Heidi Stober, a 2000 Lawrence University graduate, won the Houston Grand Opera’s Eleanor McCollum Competition for Young Singers Feb. 12 at the Wortham Theater Center. She received the $12,000 Scott F. Heumann Memorial Award for her first-place performance.
A soprano, Stober was one of 17 singers invited to the semifinal auditions last week from among more than 450 singers who applied for the competition from around the world. She was among seven singers selected to compete in the finals.
Stober, 25, earned a bachelor of music degree cum laude in vocal performance from Lawrence, studying in Professor Ken Bozeman’s voice studio. A native of Waukesha, she is currently the apprentice soprano in the Utah Symphony and Opera Ensemble Program in Salt Lake City.
While at Lawrence, Stober performed the roles of Laetitia in “The Old Maid and the Thief” and the countess in “The Marriage of Figaro.” She performed as Lisa in Milwaukee Opera Theater’s “La Sonnambula” in 2001 before leaving for Boston, where she earned a master of music degree from Boston’s New England Conservatory. While there, she received the John Moriarty Presidential Scholarship and performed the roles of the dew fairy in “Hansel and Gretel” and Laurie in “The Tender Land.”

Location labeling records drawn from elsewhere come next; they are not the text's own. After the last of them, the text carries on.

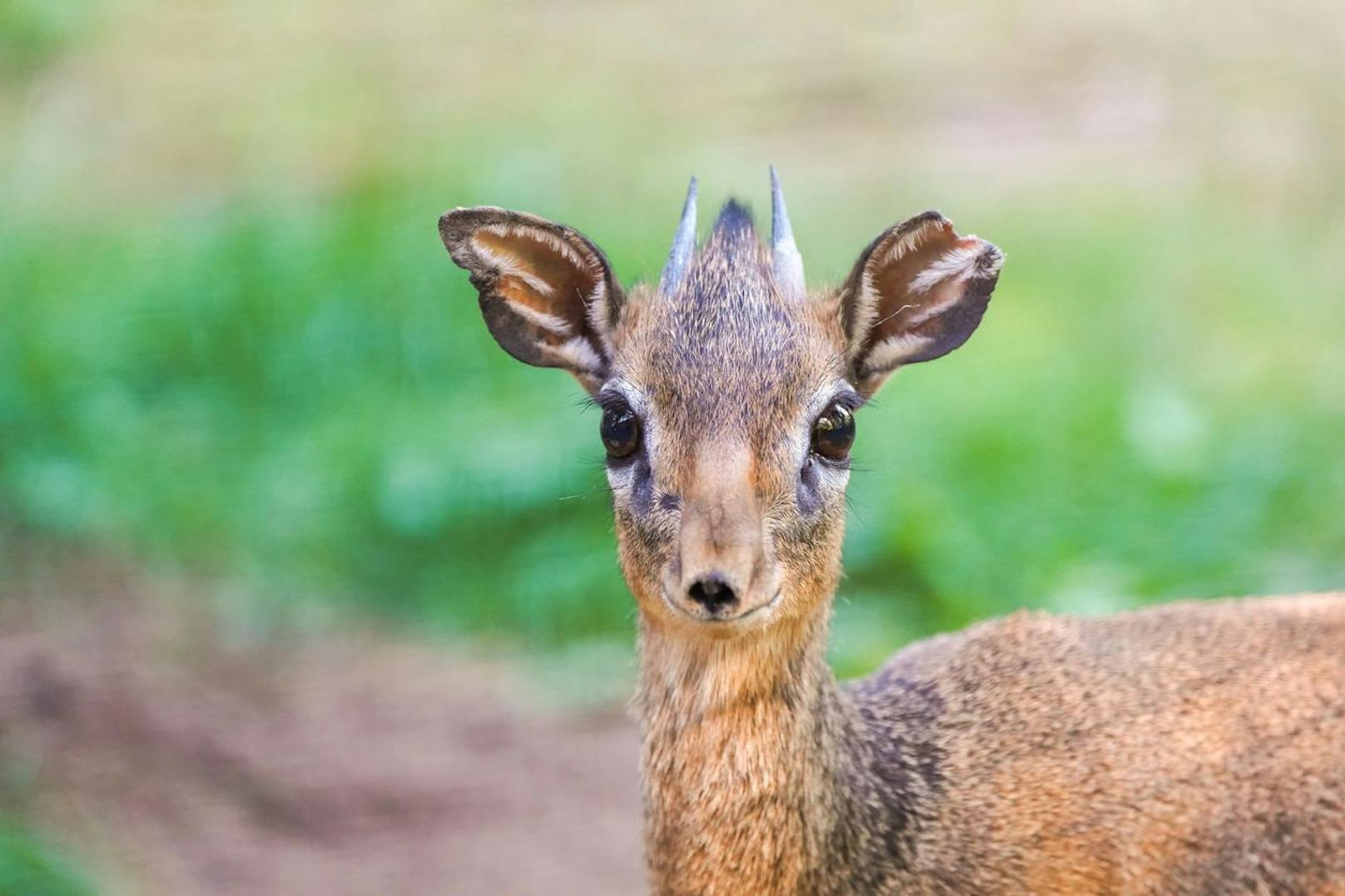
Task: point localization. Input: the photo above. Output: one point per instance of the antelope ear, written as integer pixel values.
(917, 292)
(546, 294)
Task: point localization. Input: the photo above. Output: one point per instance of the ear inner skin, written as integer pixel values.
(546, 292)
(917, 292)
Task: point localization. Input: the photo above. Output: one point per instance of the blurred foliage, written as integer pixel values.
(32, 867)
(305, 396)
(34, 32)
(233, 344)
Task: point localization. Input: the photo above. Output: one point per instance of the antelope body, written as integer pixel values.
(1194, 748)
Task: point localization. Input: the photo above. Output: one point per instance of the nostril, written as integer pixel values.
(712, 592)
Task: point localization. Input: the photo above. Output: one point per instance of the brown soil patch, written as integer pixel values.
(174, 760)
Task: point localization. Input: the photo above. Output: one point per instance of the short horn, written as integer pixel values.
(683, 244)
(784, 253)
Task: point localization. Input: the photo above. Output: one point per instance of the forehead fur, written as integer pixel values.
(728, 346)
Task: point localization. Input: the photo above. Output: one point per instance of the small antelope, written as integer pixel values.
(1194, 748)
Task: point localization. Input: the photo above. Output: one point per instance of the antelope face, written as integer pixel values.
(728, 394)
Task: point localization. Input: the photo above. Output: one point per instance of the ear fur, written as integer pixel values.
(546, 292)
(917, 292)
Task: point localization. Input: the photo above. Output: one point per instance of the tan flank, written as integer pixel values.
(1194, 748)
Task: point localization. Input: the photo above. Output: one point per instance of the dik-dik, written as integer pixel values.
(1194, 748)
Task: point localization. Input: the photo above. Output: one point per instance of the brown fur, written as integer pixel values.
(1194, 748)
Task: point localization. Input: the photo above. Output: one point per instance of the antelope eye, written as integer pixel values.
(620, 431)
(833, 433)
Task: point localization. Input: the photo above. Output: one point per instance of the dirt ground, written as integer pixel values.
(171, 759)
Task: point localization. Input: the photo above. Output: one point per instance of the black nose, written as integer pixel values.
(713, 592)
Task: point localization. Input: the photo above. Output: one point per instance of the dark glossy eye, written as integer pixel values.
(833, 433)
(620, 432)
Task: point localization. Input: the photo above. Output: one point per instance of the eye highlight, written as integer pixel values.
(620, 431)
(833, 433)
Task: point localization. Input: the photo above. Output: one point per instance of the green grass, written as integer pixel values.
(32, 867)
(305, 398)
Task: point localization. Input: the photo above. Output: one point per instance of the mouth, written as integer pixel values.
(759, 611)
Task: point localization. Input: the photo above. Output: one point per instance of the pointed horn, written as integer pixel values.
(784, 253)
(683, 244)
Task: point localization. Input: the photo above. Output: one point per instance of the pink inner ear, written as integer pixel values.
(916, 276)
(543, 279)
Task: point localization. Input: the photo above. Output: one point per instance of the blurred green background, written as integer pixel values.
(233, 348)
(233, 344)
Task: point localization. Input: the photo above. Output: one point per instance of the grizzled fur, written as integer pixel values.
(1198, 748)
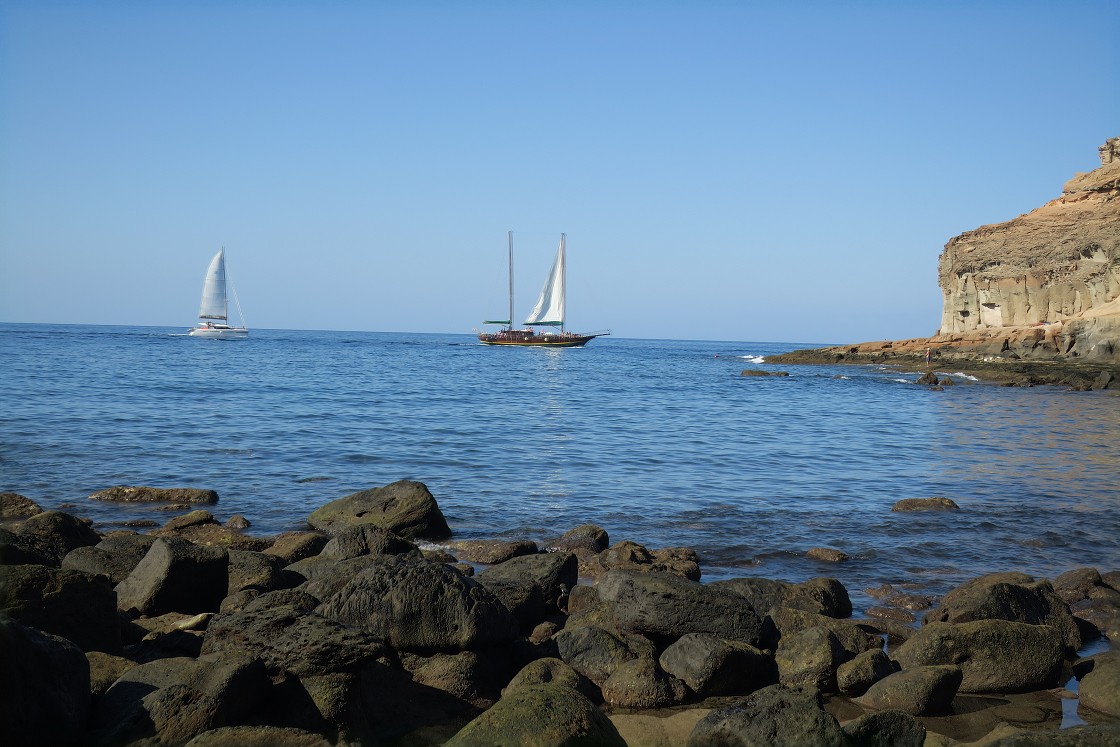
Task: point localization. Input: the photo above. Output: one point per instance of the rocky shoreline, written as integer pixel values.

During the 2002-03 season, she portrayed Yvette in “La Rondine” and Sally in “Die Fledermaus” for the Boston Lyric Opera, earning the BLO’s Stephen Shrestinian Award for Excellence. Stober sang as studio artist with Colorado’s Central City Opera in the summers of 2002 and 2003, covering Nellie in “Summer and Smoke” and singing the roles of first wife and first gossip in the world premiere of “Gabriel’s Daughter.”
Stober returns to Lawrence June 4 as a guest soloist for the Lawrence Symphony Orchestra’s and Concert Choir’s performance of Penderecki’s “Credo.”